Further, Plaintiff's complaint contains very scant operative facts (ECF No. 1). Plaintiff states he has been charged with murder in the first degree and he states he was on Utube, Facebook, a number of Television Stations, and that there were newspaper articles ( id. ). Plaintiff uses the term "defamation, " but he provides no details linking any defendant with his appearance in the media.

To state a claim under 42 U.S.C. § 1983, at least three elements must be met: (1) defendant must be a person acting under the color of state law; and (2) the person's conduct must have deprived plaintiff of rights, privileges or immunities secured by the constitution or laws of the United States. Parratt v. Taylor, 451 U.S. 527, 535, (1981) (overruled in part on other grounds); Daniels v. Williams, 474 U.S. 327, 330-31, (1986)P; and (3) causation See Mt. Healthy City School Dist. Bd. of Educ. v. Doyle, 429 U.S. 274, 286-87, (1977); Flores v. Pierce, 617 F.2d 1386, 1390-91 (9th Cir. 1980), cert. denied, 449 U.S. 875, (1980). When a plaintiff fails to allege or establish one of the three elements, his complaint must be dismissed. That plaintiff may have suffered harm, even if due to another's negligent conduct does not in itself necessarily demonstrate an abridgment of constitutional protections. Davidson v. Cannon, 474 U.S. 344, 106 S.Ct. 668 (1986). Vague and conclusory allegations of official participation in civil rights violations are not sufficient to withstand a motion to dismiss. Pena v. Gardner, 976 F.2d 469, 471 (9th Cir. 1992).
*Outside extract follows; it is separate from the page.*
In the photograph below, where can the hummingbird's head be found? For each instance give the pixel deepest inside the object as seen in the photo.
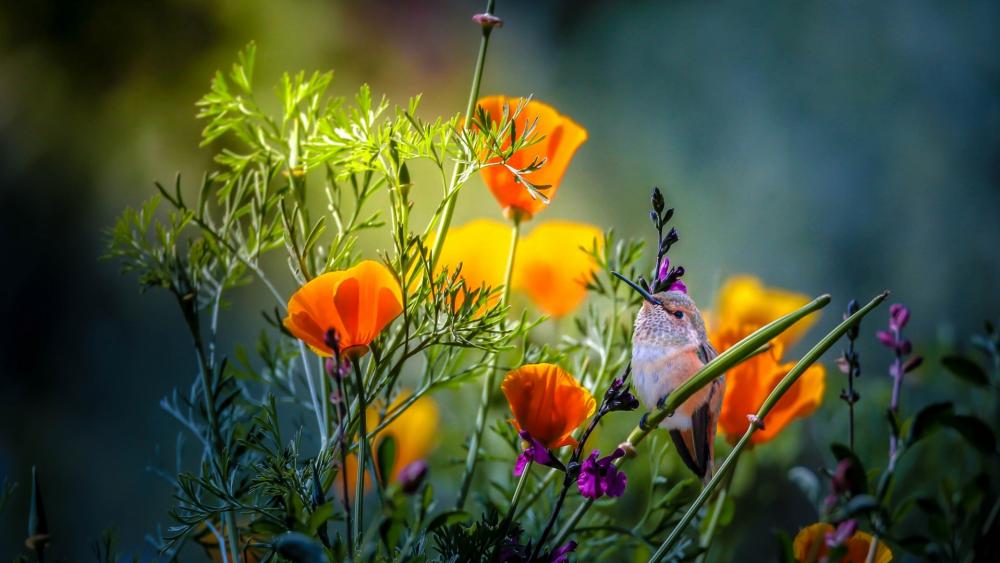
(668, 318)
Plaintiff names the Lakewood Police Department as a defendant. The Court views this as an attempt to sue the municipality of Lakewood. In order to set forth a claim against a municipality under § 1983, a plaintiff must show that defendant's employees or agents acted through an official custom, pattern, or policy that permits deliberate indifference to, or violates, plaintiff's civil rights; or that the entity ratified the unlawful conduct. See Monell v. Department of Social Services, 436 U.S. 658, 690-91 (1978); Larez v. City of Los Angeles, 946 F.2d 630, 646-47 (9th Cir. 1991).
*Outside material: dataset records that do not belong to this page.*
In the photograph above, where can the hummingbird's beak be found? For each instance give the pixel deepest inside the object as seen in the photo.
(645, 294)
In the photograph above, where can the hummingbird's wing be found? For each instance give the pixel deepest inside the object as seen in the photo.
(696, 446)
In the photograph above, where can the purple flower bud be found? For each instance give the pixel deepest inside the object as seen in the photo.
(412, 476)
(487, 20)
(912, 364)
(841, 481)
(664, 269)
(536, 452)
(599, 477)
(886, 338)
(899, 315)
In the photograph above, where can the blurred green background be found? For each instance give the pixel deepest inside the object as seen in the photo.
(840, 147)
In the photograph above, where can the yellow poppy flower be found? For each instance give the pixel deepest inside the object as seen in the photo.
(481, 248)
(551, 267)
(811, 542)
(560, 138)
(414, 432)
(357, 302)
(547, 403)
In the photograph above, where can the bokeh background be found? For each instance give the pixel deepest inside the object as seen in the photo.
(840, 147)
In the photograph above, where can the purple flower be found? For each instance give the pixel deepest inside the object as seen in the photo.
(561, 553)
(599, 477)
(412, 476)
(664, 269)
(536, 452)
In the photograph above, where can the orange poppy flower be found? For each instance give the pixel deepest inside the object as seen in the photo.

To establish municipal liability under § 1983, a plaintiff must show (1) deprivation of a constitutional right; (2) that the municipality has a policy; (3) the policy amounts to deliberate indifference to plaintiff's constitutional rights; and (4) the policy is the moving force behind the constitutional violation. See Oviatt v. Pearce, 954 F.2d 1470, 1474 (9th Cir. 1992). The Supreme Court has emphasized that the unconstitutional acts of a government agent cannot, standing alone, lead to municipal liability; there is no respondeat superior liability under § 1983. Monell v. New York City Dept. of Social Services, 436 U.S. 658, 692 (1978). A municipality may only be liable if its policies are the "moving force [behind] the constitutional violation.'" City of Canton v. Harris, 489 U.S. 378, 389 (1989), ( quoting Monell at 694).

A municipality will not be liable for acts of negligence by employees or for an unconstitutional act by a non policy-making employee. Davis v. City of Ellensburg, 869 F.2d 1230, 1234-35 (9th Cir. 1989). Evidence of mistakes by adequately trained personnel or the occurrence of a single incident of unconstitutional action by a non-policy-making employee is not sufficient to show the existence of an unconstitutional custom or policy. Thompson v. City of Los Angeles, 885 F.2d 1439, 1444 (9th Cir. 1989).

Plaintiff uses the term defamation in his complaint (ECF No. 1). Defamation is a common law tort concept and not a constitutional violation in and of itself. "There are two ways to state a cognizable § 1983 claim for defamation-plus: (1) allege that the injury to reputation was inflicted in connection with a federally protected right; or (2) allege that the injury to reputation caused the denial of a federally protected right." Herb Hallman Chevrolet, Inc. v. Nash-Holmes, 169 F.3d, 636, 645 (9th Cir. 1999).

The Court orders that plaintiff submit an amended complaint curing the defects in his original filing if possible. The Court orders that the amended complaint will act as a complete substitute for the original and not as a supplement. Plaintiff must file his amended complaint on or before January 30, 2014 or the Court will issue a Report and Recommendation that this action be dismissed for failure to state a claim and failure to comply with a Court order.